LLM

Good info by Sebastian Raschka about his implementation of Gemma 3 ^fd6a17 model using only Python in this HN thread (he is canyon289). The benchmarks look interesting, with KV Cache compiled model on Mac M4 generating more tokens (224)than one running on A100 GPU (99)

On Prompt Structure — Omar Khattab on X: - “men will literally concatenate 10 different string blurbs instead of coding a Signature”, I’ve also seen this infographi in this talk on dspyLet the LLM Write the Prompts: An Intro to DSPy in Compound AI Pipelines by Drew Breunig.

Google’s Nano Banana AI Image Editing appears to be quite “amazing” (create a photo of someone looking straight ahead using their side profile pic)

Programming

Someone should take the idea behind Air, “new Python web framework built on FastAPI.” - and do this for Litestar. I buy Steve Bennett’s arguments about litestar being a sturdier framework for larger applications — Litestar is worth a look.

“Compounding Engineering” turns every pull request, bug fix, and code review into permanent lessons your development tools apply automatically.

This blog post — Why Semantic Layers Matter — and How to Build One with DuckDB - MotherDuck Blog taught me a new concept - “Semantic Layer”. Need to study this more.
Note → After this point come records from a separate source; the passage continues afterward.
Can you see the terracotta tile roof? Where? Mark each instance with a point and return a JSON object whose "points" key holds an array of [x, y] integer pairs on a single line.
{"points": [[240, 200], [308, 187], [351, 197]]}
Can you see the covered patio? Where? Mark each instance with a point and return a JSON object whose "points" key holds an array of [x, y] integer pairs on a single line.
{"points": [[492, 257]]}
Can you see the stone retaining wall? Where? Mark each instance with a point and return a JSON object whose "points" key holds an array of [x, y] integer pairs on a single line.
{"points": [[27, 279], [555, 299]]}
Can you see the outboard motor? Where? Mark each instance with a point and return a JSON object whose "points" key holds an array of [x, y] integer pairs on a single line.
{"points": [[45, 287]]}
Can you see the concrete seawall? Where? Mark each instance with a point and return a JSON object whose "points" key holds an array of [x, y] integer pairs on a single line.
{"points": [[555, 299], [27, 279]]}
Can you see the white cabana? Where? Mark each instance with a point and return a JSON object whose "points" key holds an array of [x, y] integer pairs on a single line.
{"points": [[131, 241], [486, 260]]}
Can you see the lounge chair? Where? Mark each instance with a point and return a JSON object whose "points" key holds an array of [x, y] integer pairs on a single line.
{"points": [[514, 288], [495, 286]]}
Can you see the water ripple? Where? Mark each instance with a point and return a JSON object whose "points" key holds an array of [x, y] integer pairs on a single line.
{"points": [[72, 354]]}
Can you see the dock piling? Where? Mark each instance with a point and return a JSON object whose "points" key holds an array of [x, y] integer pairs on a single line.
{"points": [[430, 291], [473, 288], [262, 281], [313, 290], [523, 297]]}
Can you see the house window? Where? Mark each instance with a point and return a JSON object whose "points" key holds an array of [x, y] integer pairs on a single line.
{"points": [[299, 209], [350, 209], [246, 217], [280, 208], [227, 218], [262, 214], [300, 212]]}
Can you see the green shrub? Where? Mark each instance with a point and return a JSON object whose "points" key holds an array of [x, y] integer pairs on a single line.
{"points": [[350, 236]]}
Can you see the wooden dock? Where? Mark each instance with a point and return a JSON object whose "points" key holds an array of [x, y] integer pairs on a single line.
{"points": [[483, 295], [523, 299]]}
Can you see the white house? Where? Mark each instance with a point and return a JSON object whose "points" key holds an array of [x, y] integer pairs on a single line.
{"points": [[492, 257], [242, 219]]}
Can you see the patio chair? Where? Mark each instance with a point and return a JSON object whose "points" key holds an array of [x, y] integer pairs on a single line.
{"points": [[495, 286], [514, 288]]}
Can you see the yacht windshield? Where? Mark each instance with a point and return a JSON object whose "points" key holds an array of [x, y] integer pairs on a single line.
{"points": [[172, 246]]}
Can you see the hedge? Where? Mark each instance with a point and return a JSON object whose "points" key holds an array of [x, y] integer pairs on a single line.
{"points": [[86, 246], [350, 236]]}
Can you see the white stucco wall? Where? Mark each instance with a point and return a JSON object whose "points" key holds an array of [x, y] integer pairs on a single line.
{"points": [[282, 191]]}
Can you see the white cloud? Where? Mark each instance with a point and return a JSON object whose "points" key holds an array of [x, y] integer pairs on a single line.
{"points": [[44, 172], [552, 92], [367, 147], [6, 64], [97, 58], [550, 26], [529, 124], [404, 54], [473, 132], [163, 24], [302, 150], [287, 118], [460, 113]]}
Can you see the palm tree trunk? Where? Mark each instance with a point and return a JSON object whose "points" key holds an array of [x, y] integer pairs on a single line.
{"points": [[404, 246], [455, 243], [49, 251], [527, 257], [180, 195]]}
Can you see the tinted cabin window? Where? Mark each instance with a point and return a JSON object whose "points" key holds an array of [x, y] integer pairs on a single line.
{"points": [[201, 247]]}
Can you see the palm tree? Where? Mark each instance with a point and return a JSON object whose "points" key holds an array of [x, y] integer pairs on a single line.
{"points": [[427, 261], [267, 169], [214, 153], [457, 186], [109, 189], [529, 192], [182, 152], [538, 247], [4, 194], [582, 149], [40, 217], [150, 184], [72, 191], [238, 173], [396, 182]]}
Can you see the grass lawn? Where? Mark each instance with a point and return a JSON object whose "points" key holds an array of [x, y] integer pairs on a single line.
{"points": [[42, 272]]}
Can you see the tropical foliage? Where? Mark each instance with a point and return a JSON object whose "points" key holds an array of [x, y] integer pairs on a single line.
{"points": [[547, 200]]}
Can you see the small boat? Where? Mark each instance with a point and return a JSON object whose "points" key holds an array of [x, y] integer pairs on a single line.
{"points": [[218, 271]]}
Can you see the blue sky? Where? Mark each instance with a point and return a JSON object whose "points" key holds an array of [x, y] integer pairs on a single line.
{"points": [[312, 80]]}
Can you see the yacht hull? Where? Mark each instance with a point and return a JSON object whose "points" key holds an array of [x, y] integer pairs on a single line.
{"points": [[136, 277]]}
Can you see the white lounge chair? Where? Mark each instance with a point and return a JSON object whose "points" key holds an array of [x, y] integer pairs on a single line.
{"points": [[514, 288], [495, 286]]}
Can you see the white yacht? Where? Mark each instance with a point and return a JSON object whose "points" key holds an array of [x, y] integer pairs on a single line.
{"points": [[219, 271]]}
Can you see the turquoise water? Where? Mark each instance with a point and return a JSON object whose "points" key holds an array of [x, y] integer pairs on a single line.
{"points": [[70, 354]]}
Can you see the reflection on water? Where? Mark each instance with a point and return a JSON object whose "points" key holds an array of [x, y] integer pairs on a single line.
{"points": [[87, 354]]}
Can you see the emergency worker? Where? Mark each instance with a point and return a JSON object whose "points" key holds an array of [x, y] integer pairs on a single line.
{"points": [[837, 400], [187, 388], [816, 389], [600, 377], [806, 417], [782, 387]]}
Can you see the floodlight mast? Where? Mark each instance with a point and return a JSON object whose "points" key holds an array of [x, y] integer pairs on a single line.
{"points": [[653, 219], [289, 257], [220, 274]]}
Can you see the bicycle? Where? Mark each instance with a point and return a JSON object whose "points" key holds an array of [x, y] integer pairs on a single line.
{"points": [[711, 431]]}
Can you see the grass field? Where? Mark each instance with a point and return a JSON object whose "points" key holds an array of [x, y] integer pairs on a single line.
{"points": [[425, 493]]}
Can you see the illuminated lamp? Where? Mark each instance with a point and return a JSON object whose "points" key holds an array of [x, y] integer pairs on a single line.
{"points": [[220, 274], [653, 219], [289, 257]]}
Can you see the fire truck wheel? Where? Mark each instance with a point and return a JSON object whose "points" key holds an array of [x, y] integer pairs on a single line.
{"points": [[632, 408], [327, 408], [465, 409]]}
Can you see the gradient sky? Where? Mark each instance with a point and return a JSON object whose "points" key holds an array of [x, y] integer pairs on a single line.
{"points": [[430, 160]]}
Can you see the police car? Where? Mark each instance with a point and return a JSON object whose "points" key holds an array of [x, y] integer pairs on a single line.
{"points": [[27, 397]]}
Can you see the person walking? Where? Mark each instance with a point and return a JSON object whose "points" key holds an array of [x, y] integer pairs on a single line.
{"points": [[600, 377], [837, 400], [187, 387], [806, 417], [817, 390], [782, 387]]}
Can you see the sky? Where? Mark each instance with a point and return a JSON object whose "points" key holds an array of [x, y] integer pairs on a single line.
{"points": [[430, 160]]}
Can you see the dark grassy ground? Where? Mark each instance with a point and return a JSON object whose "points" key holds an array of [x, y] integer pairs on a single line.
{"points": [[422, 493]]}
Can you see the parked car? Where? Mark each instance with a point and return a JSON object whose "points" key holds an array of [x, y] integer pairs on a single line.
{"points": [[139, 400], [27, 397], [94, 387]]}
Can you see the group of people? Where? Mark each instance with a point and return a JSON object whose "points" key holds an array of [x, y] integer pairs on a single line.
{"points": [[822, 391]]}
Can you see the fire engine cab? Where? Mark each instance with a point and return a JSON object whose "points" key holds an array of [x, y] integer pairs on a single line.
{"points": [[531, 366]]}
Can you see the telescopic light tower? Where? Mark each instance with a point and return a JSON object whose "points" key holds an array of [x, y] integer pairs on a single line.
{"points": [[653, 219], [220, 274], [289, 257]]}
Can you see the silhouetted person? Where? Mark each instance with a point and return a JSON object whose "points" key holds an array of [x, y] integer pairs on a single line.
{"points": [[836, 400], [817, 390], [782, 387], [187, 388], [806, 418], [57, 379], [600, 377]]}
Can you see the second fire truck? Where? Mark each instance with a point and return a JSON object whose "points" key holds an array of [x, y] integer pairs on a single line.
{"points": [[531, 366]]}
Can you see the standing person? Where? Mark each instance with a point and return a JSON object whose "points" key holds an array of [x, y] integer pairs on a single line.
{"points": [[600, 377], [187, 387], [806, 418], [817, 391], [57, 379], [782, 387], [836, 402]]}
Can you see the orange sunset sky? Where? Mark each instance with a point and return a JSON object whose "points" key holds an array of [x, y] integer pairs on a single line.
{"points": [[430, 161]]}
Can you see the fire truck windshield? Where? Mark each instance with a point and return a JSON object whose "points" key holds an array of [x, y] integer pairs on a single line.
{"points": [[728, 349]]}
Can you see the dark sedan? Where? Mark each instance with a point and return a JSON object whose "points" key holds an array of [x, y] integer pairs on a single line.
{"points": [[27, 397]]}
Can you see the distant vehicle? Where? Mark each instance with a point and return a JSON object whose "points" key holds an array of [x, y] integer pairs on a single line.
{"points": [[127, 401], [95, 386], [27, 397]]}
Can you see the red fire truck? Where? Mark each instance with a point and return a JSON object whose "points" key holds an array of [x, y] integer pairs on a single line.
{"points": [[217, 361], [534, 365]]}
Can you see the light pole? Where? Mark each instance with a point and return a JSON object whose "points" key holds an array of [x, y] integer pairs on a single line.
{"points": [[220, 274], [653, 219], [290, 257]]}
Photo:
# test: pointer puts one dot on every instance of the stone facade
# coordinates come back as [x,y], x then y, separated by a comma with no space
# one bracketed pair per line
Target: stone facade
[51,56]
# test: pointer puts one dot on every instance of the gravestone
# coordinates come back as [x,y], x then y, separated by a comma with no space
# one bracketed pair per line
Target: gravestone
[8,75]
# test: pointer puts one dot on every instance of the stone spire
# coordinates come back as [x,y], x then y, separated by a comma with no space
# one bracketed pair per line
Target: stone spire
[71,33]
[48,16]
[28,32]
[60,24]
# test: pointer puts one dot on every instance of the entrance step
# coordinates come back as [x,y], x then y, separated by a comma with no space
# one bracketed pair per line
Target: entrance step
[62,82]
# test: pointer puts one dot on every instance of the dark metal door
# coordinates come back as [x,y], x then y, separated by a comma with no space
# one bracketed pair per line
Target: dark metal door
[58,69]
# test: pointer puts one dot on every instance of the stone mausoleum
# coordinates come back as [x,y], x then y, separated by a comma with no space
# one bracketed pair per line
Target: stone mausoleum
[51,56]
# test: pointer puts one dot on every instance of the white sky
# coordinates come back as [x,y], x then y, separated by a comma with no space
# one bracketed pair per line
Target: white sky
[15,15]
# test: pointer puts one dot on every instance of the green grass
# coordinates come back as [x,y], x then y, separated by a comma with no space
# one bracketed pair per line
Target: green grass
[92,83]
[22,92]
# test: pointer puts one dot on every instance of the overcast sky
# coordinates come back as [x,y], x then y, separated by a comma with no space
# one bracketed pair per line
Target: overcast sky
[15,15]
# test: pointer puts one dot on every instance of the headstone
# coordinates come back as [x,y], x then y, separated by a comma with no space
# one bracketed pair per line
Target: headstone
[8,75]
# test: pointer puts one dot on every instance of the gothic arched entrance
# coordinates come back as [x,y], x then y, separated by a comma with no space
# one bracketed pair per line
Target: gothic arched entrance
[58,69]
I feel this would have been really useful concept to know at Ollyver. Lot of links to follow in that post.

In Reserve First, Alex Kladov talks about tigerbeetle does “static memory allocation”:

When TigerBeetle starts, for every “object type” in the system it computes the worst-case upper bound for the number of objects needed, based on CLI arguments. Then TigerBeetle allocates exactly that number of objects and enters the main event loop. After startup, no new objects are created. Therefore no dynamic memory allocation or deallocation is needed.

From around the web

The sound of inevitability

(winning debates)… only trick in the book, once you boil it all down, is to make sure the conversation is framed in your terms. Once that happens, it’s all over bar the shouting.  Shoshana Zuboff’s fantastic book The Age of Surveillance Capitalism.  It’s a key success of Professor Zuboff’s book that it has introduced so many new terms to the lexicon.  “Inevitabilism” — the belief that certain developments are impossible to avoid.

CARELESS WHISPERS (Japanese Version 1984) sung by Hideki Saijo (1955 - 2018); we have many western and other world music influenced Bollywood, Sandalwood etc music, so it is interesting when George Michael’s Careless Whisper shows up on your youtube recommendation. Was looking at this AI generation when this happened - Wonderwall - Oasis (Cover) | Japanese Enka

My grandfather’s vagabond past | Aeon Essays via avataram.

The McPhee method « the jsomers.net blog — essentially a method driven by the zettelkasten process.

In brief, McPhee’s idea is to never face a blank page. Instead, in stage one he accumulates notes; in stage two he selects them; in stage three he structures them; and in stage four he writes. By the time he is crafting sentences the structure of the piece as a whole, and of each section, even paragraph, and the logic connecting them all, is already determined, thanks to the mechanical work done in the first three stages. McPhee is on rails the whole time he writes his first draft. From there it’s all downhill and the standard thing that everybody does: revision, revision again, then refinement—a sculptor with ax, then knife, then scalpel.

From this thread, I learnt that:

  • The camera sensor only captures ONE color (red, green, or blue) per pixel. The rest are made up
  • A staggering 2/3 of the colors in the photo are missing from the raw capture, and come from interpolation; or as some might say “hallucination.” Your camera’s software makes highly educated guesses to fill in the blanks.
  • what the sensor measures isn’t the photo; it’s the raw material for creating one.
  • What you see in a digital photo has never been exactly a perfect reconstruction of reality. While the aesthetics & authenticity of this reconstruction is a legitimate topic for discussion, the debate over photographic “realness” began well before modern AI ever got involved

and, … “And the result is that the Tesla self driving neural net has a lot fewer pixels to process AND it is faster since you don’t have sensor processing time AND it is far more sensitive in both low and high light situations.”

and, ” … Photon count data from sensors isn’t useable by humans. If you saw it mapped to the frame grid it would probably look too dark to see much of anything but for a NN that only sees the world using photon counts, it can see much more than what a human can see from a processed frame image.”